Journey to the Shielings in Winter
A visual description of my/ the deceased James Mackay’s journey to the Glen Leraig Sheiling grounds on boxing day 2022.
‘They tell me that walking is good exercise for a man recovering from the fever, but I covered that final mile to the shielings with difficulty. From up here, I can see all the way to Handa island in the north and Oldany in the West. I can look down upon the rocky shore of our bay, although where our home itself stood is hidden from view. As I write to you, I stand and watch the next squalls of snow approaching across the bay. It is cold, but I sit on. These showers appear to be the last and even through the falling snow the sky grows lighter to the north and west. I fix my eye upon the growing streak of light at the eye’s horizon, until sea and sky become one vast sheet of light.’ James Mackay to Flora Mackay, 2 January 1829.

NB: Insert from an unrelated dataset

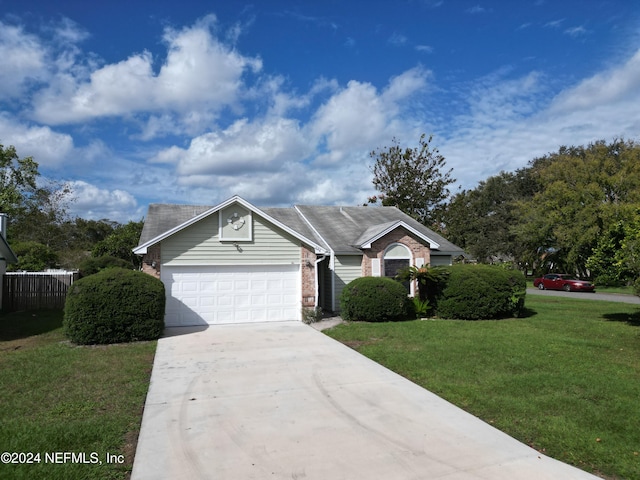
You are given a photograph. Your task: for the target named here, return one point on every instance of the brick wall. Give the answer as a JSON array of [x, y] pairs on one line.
[[153, 255], [399, 235], [308, 266]]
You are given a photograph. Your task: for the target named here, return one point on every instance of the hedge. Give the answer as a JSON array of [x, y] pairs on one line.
[[474, 292], [114, 306], [375, 299]]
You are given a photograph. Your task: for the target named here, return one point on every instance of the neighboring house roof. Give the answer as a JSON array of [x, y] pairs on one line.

I take the place of the deceased James Mackay. James Mackay was cleared, along with his family, from a farm in Strath of Kildonan by the Countess of Sutherland in 1813. As a result, three brothers, including James, emigrated to the West Indies in search of employment and wealth. All three died in the West Indies: Hugh in Jamaica in 1815, whilst both Robert and James perished in Demerara in 1829. They were members of the Sutherland diaspora. In being forced to leave their own homeland they came into contact with another diaspora, this one from Africa, in the form of the thousands of enslaved people forced to labour in the sugar plantations where the Mackay brothers sought their fortune. A fortune which they hoped would allow them to return home to Sutherland.
The letter that James wrote home to his sister Isabella describing his return to his childhood home, and the trauma of the clearance of his family from their farm, is fictitious.